“Noi possiamo riflettere su cose difficili, delicate, che possono colpire i nostri pregiudizi nell'intimo, e lo possiamo fare prima delle istituzioni. Non è un film provocatorio, definitivo o contro: è un film con gli altri. Su un argomento del genere non riesco a prendere una posizione, anche se credo che ogni essere umano debba poter decidere della propria vita, del proprio corpo e, eventualmente, della propria fine”. Valeria Golino esordisce alla regia di un lungometraggio (dopo il corto Armandino e il MADRE) e lo fa con Miele, tratto liberamente dal romanzo A nome tuo di Mauro Covacich (Einaudi) e incentrato sul delicato tema del suicidio assistito: “Ho letto il libro tre anni fa, quando era ancora intitolato Vi perdono e firmato con lo pseudonimo Angela Del Fabbro – racconta la neoregista -. La cosa che mi colpì subito fu il personaggio femminile, così inedito per la letteratura e il cinema in Italia, e decisi di prenderne i diritti: all'inizio avevamo paura, soprattutto perché sarebbe stato un film difficile, tanto più perché l'avrei dovuto dirigere io”.
Miele è Irene, nel film Jasmine Trinca, ragazza di trent'anni che da qualche tempo e dietro lauto compenso aiuta le persone che soffrono a farla finita: malati terminali le cui sofferenze intaccano la dignità di essere umano. Le convinzioni di Irene saranno messe a dura prova dall'ingegner Grimaldi (Carlo Cecchi), un 70enne in buona salute semplicemente annoiato, stanco della vita, che la contatta perché deciso a morire. “Non mi pongo problemi etici quando interpreto un film, quanto meno non quando un film, come questo, ha cose importanti da dire – spiega Jasmine Trinca -. Il personaggio incarna una forte contraddizione, da una parte l'estrema vitalità, dall'altra lo sfinimento: Miele finché funziona è un meccanismo oliato, ma quando interviene la variabile Grimaldi ecco che qualcosa non quadra più”.
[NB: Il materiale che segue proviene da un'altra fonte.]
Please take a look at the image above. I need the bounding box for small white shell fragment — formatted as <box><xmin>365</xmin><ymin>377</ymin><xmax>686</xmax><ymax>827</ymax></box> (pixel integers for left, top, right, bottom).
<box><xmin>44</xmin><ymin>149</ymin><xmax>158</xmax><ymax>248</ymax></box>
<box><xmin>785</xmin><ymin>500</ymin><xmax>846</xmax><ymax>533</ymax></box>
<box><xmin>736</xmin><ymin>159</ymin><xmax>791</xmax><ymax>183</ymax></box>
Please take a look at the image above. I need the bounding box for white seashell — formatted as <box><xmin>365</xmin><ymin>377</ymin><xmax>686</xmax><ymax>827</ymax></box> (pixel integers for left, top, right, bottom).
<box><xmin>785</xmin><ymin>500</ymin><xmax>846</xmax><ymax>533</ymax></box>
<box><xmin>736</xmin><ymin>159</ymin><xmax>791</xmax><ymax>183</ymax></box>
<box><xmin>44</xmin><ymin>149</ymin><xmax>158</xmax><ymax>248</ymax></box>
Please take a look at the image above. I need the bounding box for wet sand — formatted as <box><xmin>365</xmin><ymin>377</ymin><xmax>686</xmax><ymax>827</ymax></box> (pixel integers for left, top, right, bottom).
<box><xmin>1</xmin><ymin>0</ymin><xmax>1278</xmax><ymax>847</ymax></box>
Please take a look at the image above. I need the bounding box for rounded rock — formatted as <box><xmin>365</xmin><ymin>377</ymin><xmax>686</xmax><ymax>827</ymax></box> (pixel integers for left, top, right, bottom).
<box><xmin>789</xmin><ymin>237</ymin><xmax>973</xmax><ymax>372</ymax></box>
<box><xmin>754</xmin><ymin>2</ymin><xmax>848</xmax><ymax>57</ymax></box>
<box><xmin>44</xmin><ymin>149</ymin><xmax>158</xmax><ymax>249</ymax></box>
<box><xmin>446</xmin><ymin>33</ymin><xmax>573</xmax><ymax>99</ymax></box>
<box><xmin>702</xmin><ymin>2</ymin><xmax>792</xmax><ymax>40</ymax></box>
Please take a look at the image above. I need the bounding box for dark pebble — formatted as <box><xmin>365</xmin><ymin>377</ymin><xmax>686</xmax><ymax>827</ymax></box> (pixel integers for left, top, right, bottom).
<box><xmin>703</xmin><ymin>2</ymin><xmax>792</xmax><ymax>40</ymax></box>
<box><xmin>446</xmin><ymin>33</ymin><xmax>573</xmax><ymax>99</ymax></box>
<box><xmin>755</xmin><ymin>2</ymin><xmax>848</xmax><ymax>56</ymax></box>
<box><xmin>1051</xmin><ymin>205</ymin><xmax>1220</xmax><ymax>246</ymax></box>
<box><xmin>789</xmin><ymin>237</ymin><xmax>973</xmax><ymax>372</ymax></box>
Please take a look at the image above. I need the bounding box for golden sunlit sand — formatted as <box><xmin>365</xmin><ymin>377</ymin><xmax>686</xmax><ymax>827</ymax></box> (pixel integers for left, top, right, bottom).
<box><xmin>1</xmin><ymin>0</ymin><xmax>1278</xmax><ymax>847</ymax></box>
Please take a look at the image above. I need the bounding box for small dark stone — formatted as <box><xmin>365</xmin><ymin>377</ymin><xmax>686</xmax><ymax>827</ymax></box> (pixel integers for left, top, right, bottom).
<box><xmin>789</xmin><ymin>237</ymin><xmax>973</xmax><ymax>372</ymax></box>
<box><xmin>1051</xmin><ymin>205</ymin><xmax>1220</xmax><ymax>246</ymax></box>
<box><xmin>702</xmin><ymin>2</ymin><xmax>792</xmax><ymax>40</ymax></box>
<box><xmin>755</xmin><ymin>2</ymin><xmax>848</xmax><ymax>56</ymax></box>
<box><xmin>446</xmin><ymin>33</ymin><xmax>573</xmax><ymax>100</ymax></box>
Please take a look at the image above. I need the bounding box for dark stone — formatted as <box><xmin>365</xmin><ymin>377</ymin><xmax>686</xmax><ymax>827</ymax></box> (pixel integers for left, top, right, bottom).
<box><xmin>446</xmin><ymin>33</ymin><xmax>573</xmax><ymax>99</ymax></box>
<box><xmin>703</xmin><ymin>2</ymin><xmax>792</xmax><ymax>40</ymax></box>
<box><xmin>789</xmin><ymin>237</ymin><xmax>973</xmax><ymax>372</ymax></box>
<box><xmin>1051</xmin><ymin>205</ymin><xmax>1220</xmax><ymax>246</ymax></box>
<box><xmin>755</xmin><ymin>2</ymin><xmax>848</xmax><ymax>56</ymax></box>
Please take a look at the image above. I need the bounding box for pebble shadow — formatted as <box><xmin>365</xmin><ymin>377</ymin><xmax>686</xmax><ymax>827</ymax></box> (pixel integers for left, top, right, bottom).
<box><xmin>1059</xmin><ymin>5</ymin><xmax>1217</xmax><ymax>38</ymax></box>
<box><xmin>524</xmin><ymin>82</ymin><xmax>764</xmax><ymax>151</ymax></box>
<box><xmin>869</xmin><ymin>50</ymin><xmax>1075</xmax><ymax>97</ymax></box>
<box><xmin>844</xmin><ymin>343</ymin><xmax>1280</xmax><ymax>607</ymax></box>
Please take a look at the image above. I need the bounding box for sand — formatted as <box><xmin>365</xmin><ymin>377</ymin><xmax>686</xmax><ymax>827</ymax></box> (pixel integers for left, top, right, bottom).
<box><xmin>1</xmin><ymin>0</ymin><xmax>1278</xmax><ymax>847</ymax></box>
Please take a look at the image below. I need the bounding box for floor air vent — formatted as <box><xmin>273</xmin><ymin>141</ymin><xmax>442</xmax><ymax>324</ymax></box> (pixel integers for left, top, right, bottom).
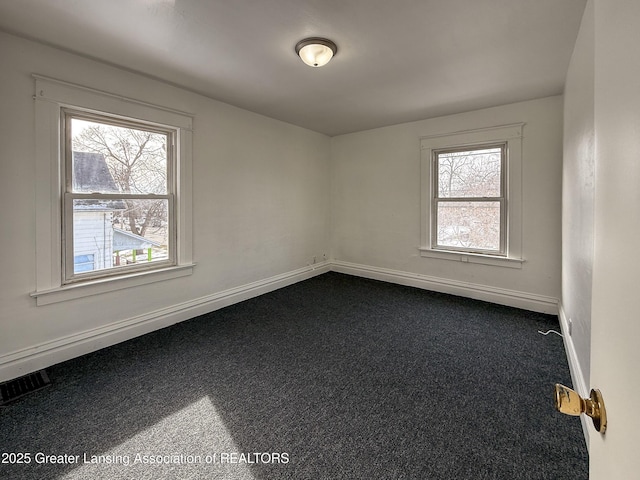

Scritto dalla stessa Golino, insieme a Francesca Marciano e Valia Santella, il film – dal 1 maggio in circa 100 sale con Bim e il 17 maggio in cartellone al Certain Regard di Cannes – è prodotto dalla Buena Onda di Riccardo Scamarcio e Viola Prestieri, insieme a Rai Cinema e in coproduzione con le francesi Les films des tournelles e Cité Films: “Mi piacerebbe avere un metodo – dice ancora Golino – ma non ce l'ho. Tanto caos, qualche appunto, qualche foto, fondamentalmente volevo che il film fosse allo stesso tempo libero e formale, senza fronzoli, con incidenti di luce, spostamenti. Non volevo essere troppo estetizzante, e in questo ho dovuto controllarmi perché tendo ad andare in quella direzione. Ma l'argomento che trattavamo mi proibiva di andare verso l'inutile”. E la tentazione di mettersi anche davanti la macchina da presa? “Mi sono svincolata sin da subito perché il personaggio femminile doveva essere più giovane di me e soprattutto perché ero più curiosa di filmare altro. Riccardo (Scamarcio, ndr) avrebbe potuto interpretare uno dei due personaggi maschili (ruoli poi affidati a Libero De Rienzo e Vinicio Marchioni, ndr), ma anche lì abbiamo preferito di no”. “Anche perché – aggiunge Scamarcio – in questa nuova veste di produttore ho scoperto una tale quantità di lavoro che in due anni e mezzo è stata necessaria per far sì che il film vedesse la luce… Fare un primo film così non era facile, ma è la prova che in Italia si possono fare film coraggiosi, insoliti”.